La porte noire, n’ordinaire bleue, le brûla si fort qu’il hurla et recula de plusieurs mètres. Étourdi par le choc, il peina à retrouver ses esprits et sa main le lançait atrocement. Il se retrancha dans une des salles qu’il avait eu la bonne idée d’allumer sur son passage suivi de prêt par une onde glacée. Normalement, le plan B aurait été le restaurant, mais il était dans une des pièces envahi par l’ombre et Paul savait qu’il n’avait aucune chance de l’atteindre. Il ne pouvait pas traverser l’ombre sans risquer de finir en bâtonnet glacé, il ne pouvait pas non plus la contourner puisqu’elle avait envahi toutes les pièces éteintes, il fallait donc trouver un moyen de la traverser sans entrer en contact avec elle. Paul avança prudemment sa main vers l’ombre et avant même qu’il l’ait touché, il entendit un grésillement. Elle était en train de se charger en électricité pour le griller sur place tel un insecte, quelle saleté.
Paul réfléchi un instant et fini par courir dans les salles allumées pour récupérer des objets utiles.

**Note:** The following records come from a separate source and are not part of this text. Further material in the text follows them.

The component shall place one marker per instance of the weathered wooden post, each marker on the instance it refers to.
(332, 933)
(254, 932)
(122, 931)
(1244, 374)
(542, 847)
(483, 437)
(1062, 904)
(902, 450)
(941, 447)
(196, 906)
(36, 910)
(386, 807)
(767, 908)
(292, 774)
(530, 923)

-Attendez, l’interrompit Sophie, vous avez enfilé un scaphandre pour monter sur une luge en bois et pagayé jusqu’à l’autre bout pour traverser les pièces dans le noir ?

-Pour traverser une ombre gigantesque en me protégeant du champ électromagnétique qu’elle émettait pour éviter de finir carbonisé, rectifia le voisin, légèrement irrité.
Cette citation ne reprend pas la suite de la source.